Regeneration is not an act of God that prepares the way for redemption. It is a redemptive act. I commend Calvinists for upholding the satisfaction view of atonement and the imputation of the death and righteousness of Christ as the ground of justification. I believe they need to reexamine the question of whether the redemptive act of regeneration can be performed on a person before the death and righteousness of Christ is actually imputed to his account."

"For a person to be regenerated before he or she is justified contradicts the logical priority of justification to sanctification. To avoid this contradiction, a way must be found that will place justification before regeneration. I believe that in the influence and response model we can maintain a strong view of depravity and at the same time maintain the ordo salutis to be faith, justification, regeneration, and sanctification." (338, 339)

"Justification is by Christ alone (conditioned on) faith alone. This is pure and uncorrupted grace!" (341)

An Inconssstency In Calvinism

"In Calvinism (Hyper SG) it is impossible for a person to believe unless he or she is first regenerated. There is also another impossibility. It is impossible for sanctification to take place prior to justification. Let me repeat a quotation given from Robert Haldane in the previous chapter. He explains:

"So long as the sinner is under the guilt of sin God can have no friendly intercourse with him; for what communion hath light with darkness?
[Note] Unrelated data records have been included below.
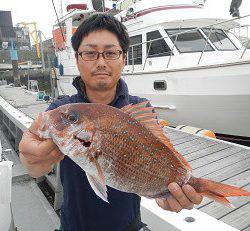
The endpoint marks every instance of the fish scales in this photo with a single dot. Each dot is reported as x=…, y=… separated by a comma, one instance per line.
x=125, y=149
x=135, y=160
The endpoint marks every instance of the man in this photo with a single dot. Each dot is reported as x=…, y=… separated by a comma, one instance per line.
x=100, y=43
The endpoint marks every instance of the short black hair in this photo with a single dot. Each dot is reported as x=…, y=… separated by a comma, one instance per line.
x=101, y=21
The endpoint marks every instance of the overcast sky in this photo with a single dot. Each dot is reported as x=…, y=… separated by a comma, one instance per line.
x=42, y=12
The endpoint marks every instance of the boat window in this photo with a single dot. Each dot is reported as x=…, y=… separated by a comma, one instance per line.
x=137, y=50
x=158, y=48
x=219, y=39
x=189, y=40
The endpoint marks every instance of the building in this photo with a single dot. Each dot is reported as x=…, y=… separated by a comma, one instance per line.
x=7, y=32
x=20, y=36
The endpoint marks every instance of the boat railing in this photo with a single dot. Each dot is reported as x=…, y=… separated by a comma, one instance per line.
x=213, y=26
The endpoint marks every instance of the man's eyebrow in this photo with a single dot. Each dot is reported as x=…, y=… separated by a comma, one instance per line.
x=95, y=45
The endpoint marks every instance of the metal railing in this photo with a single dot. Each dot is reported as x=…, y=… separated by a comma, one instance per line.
x=211, y=26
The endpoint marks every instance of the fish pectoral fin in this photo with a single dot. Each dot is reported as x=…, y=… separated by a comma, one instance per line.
x=148, y=118
x=98, y=186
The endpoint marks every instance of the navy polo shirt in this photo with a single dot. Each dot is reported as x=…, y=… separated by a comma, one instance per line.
x=82, y=209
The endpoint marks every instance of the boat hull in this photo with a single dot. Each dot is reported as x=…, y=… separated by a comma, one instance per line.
x=215, y=97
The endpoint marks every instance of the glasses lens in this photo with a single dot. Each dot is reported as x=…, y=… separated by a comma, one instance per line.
x=111, y=54
x=89, y=55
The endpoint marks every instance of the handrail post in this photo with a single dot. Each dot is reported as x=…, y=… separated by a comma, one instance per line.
x=173, y=47
x=205, y=46
x=147, y=55
x=133, y=61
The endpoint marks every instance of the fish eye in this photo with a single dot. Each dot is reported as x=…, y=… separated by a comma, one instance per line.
x=73, y=117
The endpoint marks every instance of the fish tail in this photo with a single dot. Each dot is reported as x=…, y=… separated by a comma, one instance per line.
x=216, y=191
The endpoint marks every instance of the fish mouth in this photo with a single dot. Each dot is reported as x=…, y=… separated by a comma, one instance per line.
x=84, y=138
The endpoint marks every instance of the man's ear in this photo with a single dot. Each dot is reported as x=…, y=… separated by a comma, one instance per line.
x=124, y=58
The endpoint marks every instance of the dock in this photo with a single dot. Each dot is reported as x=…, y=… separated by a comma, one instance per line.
x=210, y=158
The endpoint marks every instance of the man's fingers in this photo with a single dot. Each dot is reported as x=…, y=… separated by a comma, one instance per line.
x=36, y=146
x=174, y=204
x=163, y=203
x=34, y=159
x=193, y=196
x=179, y=195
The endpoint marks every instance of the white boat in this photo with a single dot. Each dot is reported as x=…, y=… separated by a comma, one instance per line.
x=186, y=60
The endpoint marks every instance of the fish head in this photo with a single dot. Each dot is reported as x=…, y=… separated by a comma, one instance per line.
x=69, y=128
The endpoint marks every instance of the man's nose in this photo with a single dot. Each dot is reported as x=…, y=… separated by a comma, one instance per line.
x=101, y=61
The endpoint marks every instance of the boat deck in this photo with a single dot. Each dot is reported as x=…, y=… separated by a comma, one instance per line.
x=210, y=158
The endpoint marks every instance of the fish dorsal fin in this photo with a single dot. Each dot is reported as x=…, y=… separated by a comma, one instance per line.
x=148, y=118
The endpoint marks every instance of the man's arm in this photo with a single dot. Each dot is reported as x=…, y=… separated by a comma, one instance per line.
x=184, y=197
x=38, y=155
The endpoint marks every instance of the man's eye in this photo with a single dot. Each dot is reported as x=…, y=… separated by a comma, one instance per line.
x=89, y=53
x=110, y=53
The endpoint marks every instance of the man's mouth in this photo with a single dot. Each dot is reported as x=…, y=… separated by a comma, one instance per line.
x=101, y=73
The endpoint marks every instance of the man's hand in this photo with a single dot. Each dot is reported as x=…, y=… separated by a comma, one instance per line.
x=184, y=197
x=38, y=155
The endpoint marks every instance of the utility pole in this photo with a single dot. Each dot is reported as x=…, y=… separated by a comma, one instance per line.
x=41, y=48
x=14, y=60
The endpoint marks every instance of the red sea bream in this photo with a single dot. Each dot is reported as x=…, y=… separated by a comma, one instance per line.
x=125, y=149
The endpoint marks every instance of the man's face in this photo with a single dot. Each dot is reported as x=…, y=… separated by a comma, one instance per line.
x=100, y=74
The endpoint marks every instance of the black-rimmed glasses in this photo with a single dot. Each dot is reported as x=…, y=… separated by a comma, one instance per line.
x=94, y=55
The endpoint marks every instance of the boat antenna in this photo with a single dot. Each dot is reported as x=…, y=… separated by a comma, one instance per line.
x=234, y=8
x=58, y=21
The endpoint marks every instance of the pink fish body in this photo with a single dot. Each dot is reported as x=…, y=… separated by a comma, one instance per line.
x=125, y=149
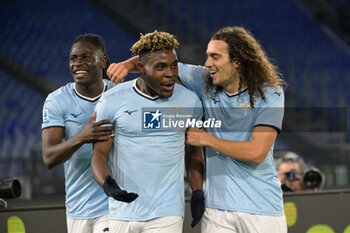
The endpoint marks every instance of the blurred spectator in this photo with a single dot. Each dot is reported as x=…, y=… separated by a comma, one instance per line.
x=290, y=171
x=343, y=10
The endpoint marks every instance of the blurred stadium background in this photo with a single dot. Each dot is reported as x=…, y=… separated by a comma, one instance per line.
x=307, y=39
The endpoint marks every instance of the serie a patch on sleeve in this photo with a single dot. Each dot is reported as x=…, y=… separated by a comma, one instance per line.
x=45, y=116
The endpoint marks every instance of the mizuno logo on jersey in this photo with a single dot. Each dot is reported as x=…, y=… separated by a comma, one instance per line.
x=76, y=115
x=152, y=119
x=130, y=112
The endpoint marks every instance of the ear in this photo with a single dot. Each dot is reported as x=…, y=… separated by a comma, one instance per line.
x=141, y=67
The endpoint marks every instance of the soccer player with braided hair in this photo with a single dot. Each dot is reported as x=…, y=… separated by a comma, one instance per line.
x=241, y=87
x=69, y=129
x=145, y=176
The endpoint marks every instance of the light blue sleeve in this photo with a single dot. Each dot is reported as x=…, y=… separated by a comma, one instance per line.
x=102, y=109
x=193, y=77
x=53, y=113
x=198, y=113
x=270, y=112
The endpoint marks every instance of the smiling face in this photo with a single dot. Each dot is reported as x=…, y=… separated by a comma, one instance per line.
x=159, y=71
x=223, y=71
x=86, y=63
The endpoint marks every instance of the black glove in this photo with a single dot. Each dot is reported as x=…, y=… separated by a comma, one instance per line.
x=111, y=189
x=197, y=206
But Christ having canceled his peoople's guilt, having redeemed them from the curse of the law, and invested them with the robe of righteousness, there is no longer any obstacle to their communion with God, or any barrier to the free ingress of sanctifying grace."

Following through with this reasoning, justification must be prior to regeneration. This is true since regeneration is the initial work of sanctification. In support of this conclusion, I will give again a quotation used in the previous chapter from Louis Berkhof. Berkhof tells us that "regeneration is the beginning of sanctification." He goes on to quote A. H. Strong with approbation. Strong says, "It (sanctification) is distinguished from regeneration as growth from birth, or as the strengthening of the holy disposition from the original impartation of it."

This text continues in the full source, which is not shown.